Sad though this undoubtedly was, the move to rallying signalled an intention to move out of the UK club motor sport arena and into international competition. Ford was Vauxhall’s biggest rival in the showroom and it was into everything from Formula 1 to World rallying. By comparison, Vauxhall had acquired a sporting reputation “on the cheap” through the magnificent efforts of their dealers, Bill Blydenstein, the Shepreth team, Gerry Marshall and a few dedicated Vauxhall staffers.
Since the Viva days, a rally preparation operation had been run by Coburn Improvements from their base in Banbury. Brought under the DTV banner, works drivers Will Sparrow, Chris Coburn and Chris Sclater were regulars on British championship events in Firenzas and Magnums. In 1974 Sparrow won the RAC Group 1 Rally championship with a 2.3 Magnum and in 1975 the rally programme was taken over by DTV at Shepreth. For 1978 Vauxhall created the limited production HS Chevette specifically with homologation to International Group 2 in mind. It used a 2.3 litre Vauxhall “slant four” engine with a special twin cam head and a Getrag 5-speed gearbox.
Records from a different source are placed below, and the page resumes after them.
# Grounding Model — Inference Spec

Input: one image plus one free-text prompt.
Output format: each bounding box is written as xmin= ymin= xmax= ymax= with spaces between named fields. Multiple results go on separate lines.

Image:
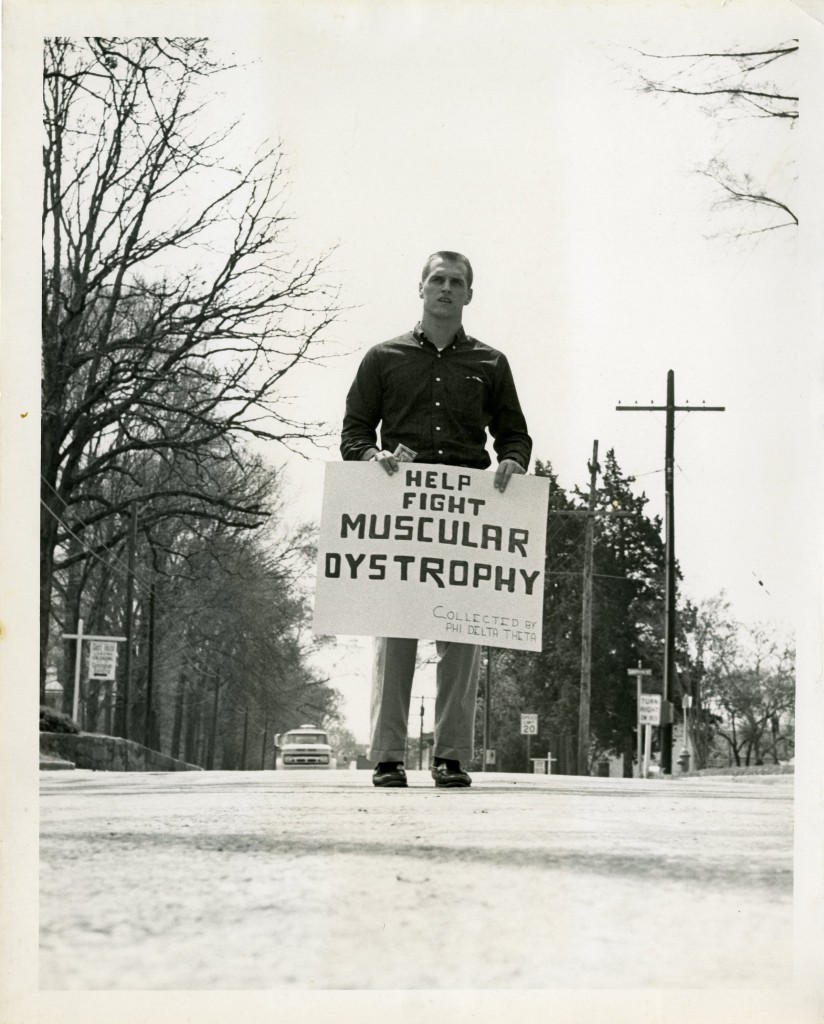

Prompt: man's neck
xmin=421 ymin=314 xmax=461 ymax=351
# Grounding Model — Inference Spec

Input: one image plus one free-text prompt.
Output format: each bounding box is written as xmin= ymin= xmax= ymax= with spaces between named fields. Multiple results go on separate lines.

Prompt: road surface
xmin=40 ymin=771 xmax=792 ymax=990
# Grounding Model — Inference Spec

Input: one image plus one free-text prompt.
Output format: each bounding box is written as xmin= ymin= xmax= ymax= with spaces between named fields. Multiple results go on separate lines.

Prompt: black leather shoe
xmin=372 ymin=761 xmax=406 ymax=788
xmin=432 ymin=758 xmax=472 ymax=787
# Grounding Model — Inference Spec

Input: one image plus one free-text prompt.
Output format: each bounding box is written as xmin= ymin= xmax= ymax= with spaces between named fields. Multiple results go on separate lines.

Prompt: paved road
xmin=41 ymin=771 xmax=792 ymax=989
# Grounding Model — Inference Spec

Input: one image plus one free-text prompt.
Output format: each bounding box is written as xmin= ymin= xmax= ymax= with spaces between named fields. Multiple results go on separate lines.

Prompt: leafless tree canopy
xmin=635 ymin=39 xmax=798 ymax=234
xmin=41 ymin=38 xmax=338 ymax=737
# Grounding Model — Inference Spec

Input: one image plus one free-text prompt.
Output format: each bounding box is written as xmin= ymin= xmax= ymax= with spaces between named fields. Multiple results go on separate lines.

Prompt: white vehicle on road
xmin=274 ymin=724 xmax=337 ymax=769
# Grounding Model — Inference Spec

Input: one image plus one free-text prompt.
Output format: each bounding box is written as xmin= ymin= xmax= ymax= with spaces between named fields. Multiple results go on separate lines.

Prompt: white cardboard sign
xmin=314 ymin=462 xmax=549 ymax=650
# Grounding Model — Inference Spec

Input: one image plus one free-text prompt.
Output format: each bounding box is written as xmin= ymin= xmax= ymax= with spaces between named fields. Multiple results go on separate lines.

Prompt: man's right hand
xmin=370 ymin=451 xmax=398 ymax=476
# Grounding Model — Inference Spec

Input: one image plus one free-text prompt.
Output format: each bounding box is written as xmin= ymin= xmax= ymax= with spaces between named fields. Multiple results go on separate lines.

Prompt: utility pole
xmin=481 ymin=647 xmax=492 ymax=771
xmin=578 ymin=440 xmax=601 ymax=775
xmin=550 ymin=440 xmax=633 ymax=775
xmin=115 ymin=502 xmax=137 ymax=739
xmin=143 ymin=580 xmax=156 ymax=746
xmin=206 ymin=673 xmax=223 ymax=771
xmin=418 ymin=697 xmax=424 ymax=771
xmin=615 ymin=370 xmax=725 ymax=774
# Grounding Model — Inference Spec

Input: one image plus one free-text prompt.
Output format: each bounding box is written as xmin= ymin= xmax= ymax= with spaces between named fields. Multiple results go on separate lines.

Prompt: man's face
xmin=418 ymin=259 xmax=472 ymax=319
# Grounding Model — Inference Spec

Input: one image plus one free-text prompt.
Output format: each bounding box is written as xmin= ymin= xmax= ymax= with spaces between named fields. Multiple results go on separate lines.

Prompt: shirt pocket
xmin=446 ymin=368 xmax=488 ymax=427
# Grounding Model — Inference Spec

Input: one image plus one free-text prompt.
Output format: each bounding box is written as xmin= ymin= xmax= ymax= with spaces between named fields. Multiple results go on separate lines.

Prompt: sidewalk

For rallying, better breathing Lotus heads from their alloy version of the Vauxhall engine design were employed and a “rock crusher” ZF gearbox. Changing the ‘box was within the regulations, but the heads later caused a major homologation row as they were not fitted to the required 400 road cars. Despite these difficulties, the car brought team drivers, Finn Pentti Airikkala and Chris Sclater, three victories in its first season and in 1979 Airikkala won the British Open Rally Championship outright. In 1980 an “evolution” car was produced by the Shrepreth operation. Called the HSR it featured flared arches to accommodate wider wheels and a revised rear axle location. 40 were required for homologation and the hilarious stories of the homologation inspections by the FIA for both HS and HSR Chevettes probably explains why nothing like the homologation numbers can be accounted for today. Among many major victories, Russell Brookes won the Circuit of Ireland in an HSR, an example of which is in the Vauxhall Heritage collection wearing the appropriate “Andrews Heat for Hire” livery.
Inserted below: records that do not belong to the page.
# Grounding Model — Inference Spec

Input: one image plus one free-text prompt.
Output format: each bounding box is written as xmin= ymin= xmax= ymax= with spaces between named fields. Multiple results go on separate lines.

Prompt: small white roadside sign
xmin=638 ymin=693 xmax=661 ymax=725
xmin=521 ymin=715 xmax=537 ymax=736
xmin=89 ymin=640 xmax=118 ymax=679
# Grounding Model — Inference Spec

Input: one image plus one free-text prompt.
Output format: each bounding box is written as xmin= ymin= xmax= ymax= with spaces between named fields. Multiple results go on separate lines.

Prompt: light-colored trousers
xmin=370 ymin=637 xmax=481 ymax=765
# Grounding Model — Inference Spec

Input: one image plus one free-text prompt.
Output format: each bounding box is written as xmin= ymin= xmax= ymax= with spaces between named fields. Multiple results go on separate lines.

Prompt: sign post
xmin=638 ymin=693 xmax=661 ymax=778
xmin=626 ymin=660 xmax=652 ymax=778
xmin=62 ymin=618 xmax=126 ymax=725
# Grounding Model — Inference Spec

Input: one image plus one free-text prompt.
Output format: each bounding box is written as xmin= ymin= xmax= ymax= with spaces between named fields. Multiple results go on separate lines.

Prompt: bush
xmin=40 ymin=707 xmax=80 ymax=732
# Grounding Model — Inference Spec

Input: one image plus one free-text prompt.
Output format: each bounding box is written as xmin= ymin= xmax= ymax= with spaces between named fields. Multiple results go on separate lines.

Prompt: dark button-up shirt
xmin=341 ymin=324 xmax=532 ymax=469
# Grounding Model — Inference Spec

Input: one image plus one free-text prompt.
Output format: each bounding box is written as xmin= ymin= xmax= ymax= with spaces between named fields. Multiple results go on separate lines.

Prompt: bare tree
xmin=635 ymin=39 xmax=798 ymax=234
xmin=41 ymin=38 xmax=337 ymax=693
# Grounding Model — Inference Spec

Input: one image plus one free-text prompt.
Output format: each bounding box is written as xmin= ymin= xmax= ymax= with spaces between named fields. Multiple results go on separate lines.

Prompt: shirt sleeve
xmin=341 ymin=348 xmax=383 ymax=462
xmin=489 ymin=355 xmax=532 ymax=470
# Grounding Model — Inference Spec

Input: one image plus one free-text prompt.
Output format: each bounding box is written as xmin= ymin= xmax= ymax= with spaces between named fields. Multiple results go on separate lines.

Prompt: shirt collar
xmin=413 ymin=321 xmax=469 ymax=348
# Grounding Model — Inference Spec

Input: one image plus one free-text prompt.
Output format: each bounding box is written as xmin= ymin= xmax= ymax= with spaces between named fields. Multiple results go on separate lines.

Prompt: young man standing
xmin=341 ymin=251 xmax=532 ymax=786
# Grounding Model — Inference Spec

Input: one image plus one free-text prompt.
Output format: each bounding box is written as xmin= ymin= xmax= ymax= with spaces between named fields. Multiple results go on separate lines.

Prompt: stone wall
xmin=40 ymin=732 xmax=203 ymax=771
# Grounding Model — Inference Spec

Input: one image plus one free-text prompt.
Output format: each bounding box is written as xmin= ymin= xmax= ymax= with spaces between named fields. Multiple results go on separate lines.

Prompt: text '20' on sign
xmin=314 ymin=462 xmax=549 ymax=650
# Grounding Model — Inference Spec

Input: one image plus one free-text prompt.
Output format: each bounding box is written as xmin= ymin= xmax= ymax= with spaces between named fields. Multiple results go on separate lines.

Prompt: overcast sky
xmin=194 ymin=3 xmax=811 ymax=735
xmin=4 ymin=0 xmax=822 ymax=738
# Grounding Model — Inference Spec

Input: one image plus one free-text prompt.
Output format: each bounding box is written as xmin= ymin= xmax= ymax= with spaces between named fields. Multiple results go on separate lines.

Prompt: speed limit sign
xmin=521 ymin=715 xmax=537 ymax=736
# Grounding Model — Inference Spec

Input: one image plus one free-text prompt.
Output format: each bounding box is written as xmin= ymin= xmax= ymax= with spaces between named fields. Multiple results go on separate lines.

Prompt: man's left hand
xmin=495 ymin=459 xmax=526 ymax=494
When the DTV operations were finally closed, Bill continued to specialise in Vauxhall tuning, particularly cylinder head gas flowing. I had the privilege of meeting him at his meticulous little workshop at a farm near Buntingford. Few signs of such an active life in motor sport were evident except a mangled steering wheel from a huge accident in the Isabella. However his enthusiasm for tuning unlikely cars remained as he made a beautiful job of my PA cylinder head and manifolds.
Bill was a quiet, self effacing engineering genius to whom the Vauxhall marque owes a huge debt of gratitude.